AD 395: Nominally pinned connections and axial forces
SCI is aware of a number of problems arising when the designers of structural frames have assumed “nominally pinned” connections in the frame design, but also require the connections to carry significant axial forces. This AD note offers advice with the aim of avoiding costly disagreements between the frame designer and the connection designer.
The difficulty arises when shear and axial forces (usually in combination) are to be resisted by the connection which has been assumed in the frame design to be “nominally pinned”. It should be emphasised that the axial forces are not tying forces (which would not be considered in combination with the shear forces) – they are “real” axial forces. Such axial forces may arise when floors are not assumed to act as diaphragms, or when beams must carry forces around voids, or for other reasons.
The frame designer is likely to design the columns as “columns in simple construction”, with nominal moments (only) due to the assumed eccentricity of the beam shear force. Special provisions are made in BS 5950-1:2000 (clause 4.7.7) and for BS EN 1993-1-1:2005 in NCCI (SN005 and SN048, www.steelbiz.org) for this common approach to column design.

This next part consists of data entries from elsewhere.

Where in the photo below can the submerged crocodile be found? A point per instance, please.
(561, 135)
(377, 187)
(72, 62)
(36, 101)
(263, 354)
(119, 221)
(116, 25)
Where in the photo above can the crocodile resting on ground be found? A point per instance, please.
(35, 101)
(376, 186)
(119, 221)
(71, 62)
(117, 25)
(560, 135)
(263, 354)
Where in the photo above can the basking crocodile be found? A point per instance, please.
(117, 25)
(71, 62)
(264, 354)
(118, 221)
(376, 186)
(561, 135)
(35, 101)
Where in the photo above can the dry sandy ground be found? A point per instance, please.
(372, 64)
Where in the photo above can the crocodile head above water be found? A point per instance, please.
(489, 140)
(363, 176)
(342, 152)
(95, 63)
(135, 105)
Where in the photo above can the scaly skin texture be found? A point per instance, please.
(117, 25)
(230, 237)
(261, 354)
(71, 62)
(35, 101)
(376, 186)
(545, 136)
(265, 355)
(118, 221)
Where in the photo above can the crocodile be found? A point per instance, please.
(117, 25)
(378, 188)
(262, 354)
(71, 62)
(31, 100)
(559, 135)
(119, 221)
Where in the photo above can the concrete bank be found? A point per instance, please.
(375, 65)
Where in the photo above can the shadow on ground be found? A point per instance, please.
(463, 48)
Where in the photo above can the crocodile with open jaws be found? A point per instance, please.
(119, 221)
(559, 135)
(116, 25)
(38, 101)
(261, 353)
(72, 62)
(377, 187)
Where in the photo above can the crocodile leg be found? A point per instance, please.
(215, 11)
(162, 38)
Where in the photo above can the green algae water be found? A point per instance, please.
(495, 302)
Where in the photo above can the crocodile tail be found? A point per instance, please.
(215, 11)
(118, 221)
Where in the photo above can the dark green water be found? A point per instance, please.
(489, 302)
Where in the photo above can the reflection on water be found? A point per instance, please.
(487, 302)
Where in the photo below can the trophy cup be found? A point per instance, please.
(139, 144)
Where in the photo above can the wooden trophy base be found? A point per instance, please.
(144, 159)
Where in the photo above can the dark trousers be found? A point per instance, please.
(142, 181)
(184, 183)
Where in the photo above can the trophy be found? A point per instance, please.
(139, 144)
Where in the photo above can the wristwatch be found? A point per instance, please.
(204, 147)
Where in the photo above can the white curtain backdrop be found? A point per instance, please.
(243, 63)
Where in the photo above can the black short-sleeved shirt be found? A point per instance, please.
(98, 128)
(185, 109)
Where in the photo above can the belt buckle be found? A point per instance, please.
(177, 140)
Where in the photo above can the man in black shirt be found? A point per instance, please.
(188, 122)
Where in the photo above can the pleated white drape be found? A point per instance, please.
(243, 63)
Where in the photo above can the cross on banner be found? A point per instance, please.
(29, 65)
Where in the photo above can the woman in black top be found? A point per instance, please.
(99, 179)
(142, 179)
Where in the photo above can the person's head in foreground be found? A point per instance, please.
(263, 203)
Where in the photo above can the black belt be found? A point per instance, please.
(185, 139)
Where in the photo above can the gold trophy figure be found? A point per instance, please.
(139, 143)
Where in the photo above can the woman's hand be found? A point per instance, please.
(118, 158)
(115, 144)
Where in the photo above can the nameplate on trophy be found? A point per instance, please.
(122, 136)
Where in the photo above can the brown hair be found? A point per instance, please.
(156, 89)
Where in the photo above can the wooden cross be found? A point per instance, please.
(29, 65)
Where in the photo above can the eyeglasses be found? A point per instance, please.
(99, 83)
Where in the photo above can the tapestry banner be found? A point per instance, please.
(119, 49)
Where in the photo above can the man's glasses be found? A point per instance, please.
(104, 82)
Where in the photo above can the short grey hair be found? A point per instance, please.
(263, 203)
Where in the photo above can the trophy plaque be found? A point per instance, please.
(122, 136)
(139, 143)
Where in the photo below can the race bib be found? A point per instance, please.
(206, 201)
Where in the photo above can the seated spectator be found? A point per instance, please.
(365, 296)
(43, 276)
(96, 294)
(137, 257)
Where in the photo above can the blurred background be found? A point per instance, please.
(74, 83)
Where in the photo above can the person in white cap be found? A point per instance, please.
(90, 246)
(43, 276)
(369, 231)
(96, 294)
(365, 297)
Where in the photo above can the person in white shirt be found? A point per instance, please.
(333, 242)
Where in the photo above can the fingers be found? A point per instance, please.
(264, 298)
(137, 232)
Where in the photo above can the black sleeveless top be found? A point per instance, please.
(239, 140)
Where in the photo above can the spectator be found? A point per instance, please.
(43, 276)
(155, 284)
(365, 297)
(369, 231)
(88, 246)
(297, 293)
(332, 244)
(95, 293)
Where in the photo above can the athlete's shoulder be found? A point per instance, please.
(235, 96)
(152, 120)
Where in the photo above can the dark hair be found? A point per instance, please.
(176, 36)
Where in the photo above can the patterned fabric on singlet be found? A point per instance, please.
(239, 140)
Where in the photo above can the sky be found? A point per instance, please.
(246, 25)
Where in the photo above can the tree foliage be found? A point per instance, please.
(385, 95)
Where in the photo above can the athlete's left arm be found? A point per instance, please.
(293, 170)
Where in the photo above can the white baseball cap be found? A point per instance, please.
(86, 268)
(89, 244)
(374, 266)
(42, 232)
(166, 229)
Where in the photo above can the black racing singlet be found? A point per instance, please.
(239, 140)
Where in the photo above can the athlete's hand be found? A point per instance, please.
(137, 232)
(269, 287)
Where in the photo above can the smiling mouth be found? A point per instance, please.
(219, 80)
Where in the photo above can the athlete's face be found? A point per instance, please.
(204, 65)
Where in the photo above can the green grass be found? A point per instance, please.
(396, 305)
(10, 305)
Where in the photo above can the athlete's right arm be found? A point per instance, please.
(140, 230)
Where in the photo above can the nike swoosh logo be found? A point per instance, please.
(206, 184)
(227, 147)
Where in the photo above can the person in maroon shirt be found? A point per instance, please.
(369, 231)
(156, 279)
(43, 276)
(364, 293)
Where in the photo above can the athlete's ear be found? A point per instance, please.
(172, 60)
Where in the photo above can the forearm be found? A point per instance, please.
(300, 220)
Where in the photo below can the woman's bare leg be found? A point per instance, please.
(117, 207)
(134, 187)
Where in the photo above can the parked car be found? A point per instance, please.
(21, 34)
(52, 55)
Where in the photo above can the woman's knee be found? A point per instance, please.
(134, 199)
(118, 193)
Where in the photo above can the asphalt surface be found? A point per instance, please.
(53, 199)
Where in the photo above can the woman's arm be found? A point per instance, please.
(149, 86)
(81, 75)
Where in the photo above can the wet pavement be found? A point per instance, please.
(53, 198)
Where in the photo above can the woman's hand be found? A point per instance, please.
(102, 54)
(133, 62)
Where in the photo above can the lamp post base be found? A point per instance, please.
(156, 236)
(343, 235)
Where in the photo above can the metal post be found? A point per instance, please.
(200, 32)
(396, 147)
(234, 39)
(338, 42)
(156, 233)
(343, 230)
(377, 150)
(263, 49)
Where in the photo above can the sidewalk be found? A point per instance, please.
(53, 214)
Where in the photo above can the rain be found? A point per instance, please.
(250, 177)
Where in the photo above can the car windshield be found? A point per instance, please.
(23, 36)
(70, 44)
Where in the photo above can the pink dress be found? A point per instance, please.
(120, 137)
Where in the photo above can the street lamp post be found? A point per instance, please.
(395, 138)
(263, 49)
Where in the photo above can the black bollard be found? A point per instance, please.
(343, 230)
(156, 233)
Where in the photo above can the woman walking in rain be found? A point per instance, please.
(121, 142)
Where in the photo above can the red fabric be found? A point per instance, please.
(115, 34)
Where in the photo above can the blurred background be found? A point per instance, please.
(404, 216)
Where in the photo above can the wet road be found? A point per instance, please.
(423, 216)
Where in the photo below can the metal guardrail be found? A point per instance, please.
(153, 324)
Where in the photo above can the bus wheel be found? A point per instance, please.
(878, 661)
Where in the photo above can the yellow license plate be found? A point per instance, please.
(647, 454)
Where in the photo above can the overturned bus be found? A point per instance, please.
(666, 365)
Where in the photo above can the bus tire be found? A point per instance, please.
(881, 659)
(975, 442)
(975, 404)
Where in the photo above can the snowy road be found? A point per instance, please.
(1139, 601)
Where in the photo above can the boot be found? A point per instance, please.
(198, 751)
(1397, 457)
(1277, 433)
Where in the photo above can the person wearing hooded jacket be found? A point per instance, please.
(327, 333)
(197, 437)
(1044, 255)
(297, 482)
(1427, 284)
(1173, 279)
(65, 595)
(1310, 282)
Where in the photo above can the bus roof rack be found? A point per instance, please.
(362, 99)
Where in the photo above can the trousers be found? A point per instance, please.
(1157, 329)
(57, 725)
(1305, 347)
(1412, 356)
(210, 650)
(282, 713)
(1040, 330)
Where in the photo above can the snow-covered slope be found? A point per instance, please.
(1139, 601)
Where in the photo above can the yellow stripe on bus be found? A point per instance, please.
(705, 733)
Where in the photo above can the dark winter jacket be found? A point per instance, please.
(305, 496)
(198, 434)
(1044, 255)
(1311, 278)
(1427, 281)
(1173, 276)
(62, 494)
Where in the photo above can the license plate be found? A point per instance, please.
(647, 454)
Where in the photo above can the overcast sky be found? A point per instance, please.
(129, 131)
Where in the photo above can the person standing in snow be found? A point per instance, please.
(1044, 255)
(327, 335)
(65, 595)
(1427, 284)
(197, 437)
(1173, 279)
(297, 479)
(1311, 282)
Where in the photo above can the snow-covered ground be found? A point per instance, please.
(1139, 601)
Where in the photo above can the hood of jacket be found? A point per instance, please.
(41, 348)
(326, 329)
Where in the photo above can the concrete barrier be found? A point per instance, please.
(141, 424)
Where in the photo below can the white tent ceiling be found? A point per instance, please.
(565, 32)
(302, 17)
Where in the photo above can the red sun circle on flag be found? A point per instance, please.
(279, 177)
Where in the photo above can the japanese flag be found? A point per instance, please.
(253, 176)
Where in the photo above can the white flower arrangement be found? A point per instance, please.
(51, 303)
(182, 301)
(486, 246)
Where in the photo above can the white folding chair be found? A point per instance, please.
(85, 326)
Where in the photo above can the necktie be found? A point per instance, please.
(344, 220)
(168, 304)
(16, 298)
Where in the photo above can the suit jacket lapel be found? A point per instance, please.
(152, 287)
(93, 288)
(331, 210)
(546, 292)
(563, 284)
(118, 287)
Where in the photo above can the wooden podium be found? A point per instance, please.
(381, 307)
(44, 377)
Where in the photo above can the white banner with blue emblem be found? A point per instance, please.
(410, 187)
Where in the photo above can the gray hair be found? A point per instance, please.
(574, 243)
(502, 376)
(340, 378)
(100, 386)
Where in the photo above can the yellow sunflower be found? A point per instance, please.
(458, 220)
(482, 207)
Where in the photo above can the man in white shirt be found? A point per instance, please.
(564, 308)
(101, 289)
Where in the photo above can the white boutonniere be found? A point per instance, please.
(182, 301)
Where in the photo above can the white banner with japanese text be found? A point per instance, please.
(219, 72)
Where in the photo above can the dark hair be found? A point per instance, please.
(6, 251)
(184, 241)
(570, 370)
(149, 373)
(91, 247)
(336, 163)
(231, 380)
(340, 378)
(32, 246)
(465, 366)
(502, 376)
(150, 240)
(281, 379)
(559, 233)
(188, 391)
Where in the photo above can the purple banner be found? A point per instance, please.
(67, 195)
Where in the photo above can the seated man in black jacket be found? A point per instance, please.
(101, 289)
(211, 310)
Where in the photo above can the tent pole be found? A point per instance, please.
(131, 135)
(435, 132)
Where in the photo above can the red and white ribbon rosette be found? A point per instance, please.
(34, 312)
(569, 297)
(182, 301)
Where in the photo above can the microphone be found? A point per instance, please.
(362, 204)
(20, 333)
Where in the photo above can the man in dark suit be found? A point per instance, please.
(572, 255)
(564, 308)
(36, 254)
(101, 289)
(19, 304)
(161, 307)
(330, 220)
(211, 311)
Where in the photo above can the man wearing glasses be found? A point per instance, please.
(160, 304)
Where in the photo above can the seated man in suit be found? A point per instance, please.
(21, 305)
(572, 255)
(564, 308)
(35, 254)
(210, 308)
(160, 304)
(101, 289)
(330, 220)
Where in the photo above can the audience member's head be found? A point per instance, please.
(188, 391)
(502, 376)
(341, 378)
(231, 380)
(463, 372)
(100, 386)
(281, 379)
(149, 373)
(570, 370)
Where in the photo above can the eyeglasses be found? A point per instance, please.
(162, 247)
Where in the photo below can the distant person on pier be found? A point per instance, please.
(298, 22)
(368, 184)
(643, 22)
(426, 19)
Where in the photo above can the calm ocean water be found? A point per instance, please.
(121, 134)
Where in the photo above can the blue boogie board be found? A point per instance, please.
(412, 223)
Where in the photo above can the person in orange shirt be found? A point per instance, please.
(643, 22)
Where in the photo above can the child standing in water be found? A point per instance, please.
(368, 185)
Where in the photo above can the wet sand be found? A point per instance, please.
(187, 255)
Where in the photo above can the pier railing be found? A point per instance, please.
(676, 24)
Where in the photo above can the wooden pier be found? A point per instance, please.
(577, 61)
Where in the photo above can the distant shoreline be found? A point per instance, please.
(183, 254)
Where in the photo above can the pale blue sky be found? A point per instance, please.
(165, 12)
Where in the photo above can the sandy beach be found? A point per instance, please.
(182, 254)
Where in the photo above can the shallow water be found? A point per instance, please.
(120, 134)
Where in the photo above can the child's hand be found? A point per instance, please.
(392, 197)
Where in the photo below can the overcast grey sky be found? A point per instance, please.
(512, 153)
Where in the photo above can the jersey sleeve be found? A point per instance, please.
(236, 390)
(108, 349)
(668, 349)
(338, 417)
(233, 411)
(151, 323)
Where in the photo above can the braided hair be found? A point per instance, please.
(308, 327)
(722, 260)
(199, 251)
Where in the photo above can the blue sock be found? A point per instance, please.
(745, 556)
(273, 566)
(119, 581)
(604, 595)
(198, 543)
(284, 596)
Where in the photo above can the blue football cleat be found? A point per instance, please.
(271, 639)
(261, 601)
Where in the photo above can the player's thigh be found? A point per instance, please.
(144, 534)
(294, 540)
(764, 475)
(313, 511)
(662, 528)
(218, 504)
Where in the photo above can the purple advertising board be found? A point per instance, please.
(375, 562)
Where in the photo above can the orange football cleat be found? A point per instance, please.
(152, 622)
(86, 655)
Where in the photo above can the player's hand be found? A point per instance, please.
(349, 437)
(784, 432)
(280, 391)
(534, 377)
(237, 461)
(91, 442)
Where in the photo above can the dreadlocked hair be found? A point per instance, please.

If significant axial forces must be carried through the connection, it is highly likely that the relatively thin end plates (or fin plates) used in the standard nominally pinned connections will have to be increased in thickness. Plates may need extending, or other measures taken, but it is very likely that the principles governing the detailing of flexible connections cannot be maintained. A second, more easily addressed problem, is that the Green Books (SCI P212 and P358) do not cover the situation when connections are subject to shear and axial forces. The checks for tying resistance are (a) completed in isolation, without shear force and (b) assume irreversible deformation in the connection components, so cannot be used directly to consider “real” axial force in combination with shear force.
SCI has two recommendations in these circumstances, with the primary responsibility lying with the designer of the frame:
Firstly, the frame designer must recognise that if the connections must transfer shear and significant axial force, they may not be nominally pinned. This will have an impact on the design of the columns.
Secondly, if connection designers are asked to design nominally pinned connections subject to shear and significant axial force, they should advise the frame designer of the connection detail, pointing out that this may invalidate the assumptions made. This second recommendation is made to try and resolve potential problems before they become a significant issue.